L'homme entre et, sur un signe, il s'assoit sur une chaise face à son impitoyable geôlier. C'est un grand échalas glacial, au visage inexpressif barré d'une fine moustache. Il porte des lunettes rondes cerclées de métal aux verres épais de myope. La première fois où il l'a vu, il lui a fait penser à Heinrich Himmler. Ou à un serpent venimeux, ce qui n'est pas plus engageant...
Le cobra siffle des questions qu'il écoute attentivement avant de répondre avec le plus grand calme et sérieux. Le reptile hoche la tête en répétant « bien, bien » tandis qu'il tapote ses fiches avec son stylo.
Ouf, il lui fait signe que l'entretien est terminé. Quel va être son verdict ?
S'il n'est pas autorisé à quitter les lieux d'ici fin mai, il lui faudra procéder autrement et tant pis pour les conséquences...
***
Valérie s'est accordé une pause dans la préparation de son concours. Elle profite ainsi de ce samedi après-midi printanier pour flâner dans les rues du centre de Limoges avec son fils âgé de cinq ans. Elle lui a acheté une nouvelle paire de chaussures de sport, un short et un blouson léger. Elle en a profité pour regarder les vitrines. Mais Kevin s'est vite impatienté et, en lui tenant la main, elle a pris plus tôt que prévu la direction de leur appartement rue des Arènes. Elle se promet de revenir avec sa mère pour choisir ensemble des vêtements d'été. Son père sera ravi de passer une après-midi avec son petit-fils.
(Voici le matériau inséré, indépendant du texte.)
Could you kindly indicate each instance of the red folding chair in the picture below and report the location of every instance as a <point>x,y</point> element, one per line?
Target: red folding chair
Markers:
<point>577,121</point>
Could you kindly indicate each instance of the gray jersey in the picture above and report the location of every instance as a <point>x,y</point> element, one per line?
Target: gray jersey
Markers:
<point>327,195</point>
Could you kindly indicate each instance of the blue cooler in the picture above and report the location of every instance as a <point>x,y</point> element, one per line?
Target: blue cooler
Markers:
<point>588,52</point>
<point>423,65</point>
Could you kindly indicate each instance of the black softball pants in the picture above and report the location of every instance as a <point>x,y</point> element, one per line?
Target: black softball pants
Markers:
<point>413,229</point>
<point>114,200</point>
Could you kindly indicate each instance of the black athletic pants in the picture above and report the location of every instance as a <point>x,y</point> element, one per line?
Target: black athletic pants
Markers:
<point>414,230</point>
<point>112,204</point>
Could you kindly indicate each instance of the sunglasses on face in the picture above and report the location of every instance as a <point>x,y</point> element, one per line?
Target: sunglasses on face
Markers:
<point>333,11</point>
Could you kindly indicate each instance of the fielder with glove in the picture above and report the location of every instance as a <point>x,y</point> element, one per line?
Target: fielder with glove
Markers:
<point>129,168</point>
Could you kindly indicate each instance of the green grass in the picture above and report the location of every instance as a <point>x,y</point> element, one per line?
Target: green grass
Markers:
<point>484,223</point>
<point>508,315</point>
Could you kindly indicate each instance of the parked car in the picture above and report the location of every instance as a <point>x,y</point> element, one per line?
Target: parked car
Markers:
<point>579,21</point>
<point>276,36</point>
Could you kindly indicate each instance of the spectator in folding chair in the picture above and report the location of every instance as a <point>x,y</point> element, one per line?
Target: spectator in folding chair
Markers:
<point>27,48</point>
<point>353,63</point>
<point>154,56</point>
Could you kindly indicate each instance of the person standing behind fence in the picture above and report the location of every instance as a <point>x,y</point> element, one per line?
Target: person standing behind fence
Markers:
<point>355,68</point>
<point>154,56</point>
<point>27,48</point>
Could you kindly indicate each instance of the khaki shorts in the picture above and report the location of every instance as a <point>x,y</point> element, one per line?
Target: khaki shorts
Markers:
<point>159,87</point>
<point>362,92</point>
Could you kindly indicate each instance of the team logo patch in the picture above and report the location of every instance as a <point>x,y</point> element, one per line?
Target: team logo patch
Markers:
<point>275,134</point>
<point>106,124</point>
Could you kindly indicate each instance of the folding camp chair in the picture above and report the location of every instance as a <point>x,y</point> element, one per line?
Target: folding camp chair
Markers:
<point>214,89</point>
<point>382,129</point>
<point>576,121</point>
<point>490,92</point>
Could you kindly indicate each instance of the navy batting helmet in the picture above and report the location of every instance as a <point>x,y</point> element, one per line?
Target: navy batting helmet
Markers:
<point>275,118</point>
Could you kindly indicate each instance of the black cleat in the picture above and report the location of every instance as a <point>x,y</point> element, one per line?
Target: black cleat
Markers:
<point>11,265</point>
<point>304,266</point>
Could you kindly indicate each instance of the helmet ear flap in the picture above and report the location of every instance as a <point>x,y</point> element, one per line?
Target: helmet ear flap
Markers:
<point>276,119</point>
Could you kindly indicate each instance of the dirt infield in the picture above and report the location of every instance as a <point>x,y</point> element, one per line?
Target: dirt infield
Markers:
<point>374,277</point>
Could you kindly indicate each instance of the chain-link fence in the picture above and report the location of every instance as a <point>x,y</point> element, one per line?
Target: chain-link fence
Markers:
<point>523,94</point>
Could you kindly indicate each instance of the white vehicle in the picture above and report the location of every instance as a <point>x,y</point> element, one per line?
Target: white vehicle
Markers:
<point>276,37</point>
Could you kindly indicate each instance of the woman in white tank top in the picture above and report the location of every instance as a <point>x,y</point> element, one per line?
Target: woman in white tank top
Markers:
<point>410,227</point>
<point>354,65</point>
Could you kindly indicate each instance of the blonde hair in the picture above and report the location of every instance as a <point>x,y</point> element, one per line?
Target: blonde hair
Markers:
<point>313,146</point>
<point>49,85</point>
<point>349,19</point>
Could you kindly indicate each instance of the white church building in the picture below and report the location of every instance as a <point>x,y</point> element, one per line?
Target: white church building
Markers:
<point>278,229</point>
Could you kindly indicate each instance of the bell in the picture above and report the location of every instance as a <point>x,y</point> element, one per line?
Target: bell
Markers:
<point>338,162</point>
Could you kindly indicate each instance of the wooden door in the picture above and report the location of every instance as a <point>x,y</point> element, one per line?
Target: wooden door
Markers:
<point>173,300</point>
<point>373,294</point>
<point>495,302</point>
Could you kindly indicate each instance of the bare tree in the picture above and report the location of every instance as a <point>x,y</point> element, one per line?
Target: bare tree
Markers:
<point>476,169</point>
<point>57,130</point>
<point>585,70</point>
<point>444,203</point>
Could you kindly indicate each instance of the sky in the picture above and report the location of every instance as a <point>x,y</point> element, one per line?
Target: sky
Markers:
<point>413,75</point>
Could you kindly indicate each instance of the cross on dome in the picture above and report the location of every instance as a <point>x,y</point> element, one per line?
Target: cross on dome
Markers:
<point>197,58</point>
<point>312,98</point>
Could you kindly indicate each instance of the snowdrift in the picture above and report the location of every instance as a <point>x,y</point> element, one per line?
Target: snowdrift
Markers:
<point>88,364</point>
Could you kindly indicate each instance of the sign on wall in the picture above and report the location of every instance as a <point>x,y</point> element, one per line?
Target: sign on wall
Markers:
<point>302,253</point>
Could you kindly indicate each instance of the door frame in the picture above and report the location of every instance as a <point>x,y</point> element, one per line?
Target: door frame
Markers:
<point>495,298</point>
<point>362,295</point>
Ils traversent la rue en arrivant à la hauteur de la porte de l'immeuble. Soudain un grand choc, et la jeune femme est projetée au sol sans comprendre ce qui lui arrive. Etourdie, les oreilles bourdonnantes, elle se redresse et cherche Kévin des yeux. Ce dernier est debout en train de pleurer mais il a l'air indemne. Un homme se penche vers elle pour l'aider à se relever.
- Madame, vous êtes blessée ?
- Non, je ne crois pas.
Il se confond en excuses.
- Je suis tellement désolé. Je passais en vélo et je crois que vous ne m'avez ni vu ni entendu. Je pense que le camion en stationnement vous a gênée. Je n'ai même pas eu le temps de freiner.
- J'étais distraite, c'est de ma faute, excusez-moi. J'espère que vous ne vous êtes pas fait mal.
- Non, non. Juste quelques égratignures, ce n'est rien. Et vous, vous êtes sûre que ça ira ?
- Oui, merci, je suis juste un peu secouée.
Tandis que le cycliste s'éloigne, Valérie s'assure que son fils va bien. Voulant sécher ses larmes, elle ouvre son sac à main pour chercher des kleenex quand une douleur fulgurante à l'épaule gauche bloque son geste.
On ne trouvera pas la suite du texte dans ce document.